Candidate gained honors and controversy


Alek Fleury

President Tom Sullivan delivers his last convocation speech at this year’s convocation Aug. 26 in Patrick Gym. Sullivan is stepping down as president in the summer of 2019.

Lee Hughes, Assistant News Editor

After a presidential search process spent largely behind closed doors, students and faculty are now able to learn more about the sole finalist.

Suresh Garimella, executive vice president for research and partnerships at Purdue University, was revealed as the sole finalist of the presidential search Feb. 4. He was the only candidate revealed to the public.

David Daigle, chair of the board of trustees, said Garimella is a qualified candidate and a passionate, student-focused educator with a strong academic and professional background.

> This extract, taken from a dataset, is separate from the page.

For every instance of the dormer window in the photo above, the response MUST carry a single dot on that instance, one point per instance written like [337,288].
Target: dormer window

“He is a very strong relationship builder. He has a demonstrated skill set in terms of building partnerships,” Daigle said. “He thinks about his ability to have an impact at the University of Vermont and the University of Vermont to, by extension, have an impact on the state of Vermont.”

At Purdue, Garimella has diversified academics and partnered with companies to expand experience-based learning opportunities, said Creighton Suter, the editor-in-chief of the Purdue Exponent, Purdue’s student newspaper.

“Garimella is held in very high regard among faculty,” Suter said. “He has always appeared very personable to me.”

Garimella is more involved with the administration and is less visible to students at Purdue, Suter said.

Under Garimella, Purdue has undergone consecutive record years in research funding and has gained new worldwide partnerships, according to an email from Tim Doty, director of public information and issues management at Purdue.

He has also worked extensively to expand research opportunities through the Discovery Park at Purdue and helping to start the integrative data science initiative at Purdue, Doty stated.

While Garimella was vice president for research and partnerships, a study on blood pressure in adolescents was ended early due to reports of physical and sexual assault of the participants, according to a July 2017  Detroit Free Press article.

“We shut down the research study and ordered a full internal review, which was publicly released,” Garimella stated in Doty’s email. “The university acknowledged that mistakes were made regarding the study’s operation.”

SGA executive officers will meet with Garimella Feb. 14, SGA Vice President Gillian Natanagara, a junior, said.

“I look forward to the opportunity to further conversations at the University of Vermont about responsible and inclusive leadership and what that means to me,” Garimella stated in Doty’s email.

SGA President Ethan Foley, a junior, expressed disappointment at the search committee’s lack of transparency.

“There should have been more student input directly from SGA represented on the committee,” Foley said. “There could have been, and should have been, more than one undergrad on the committee.”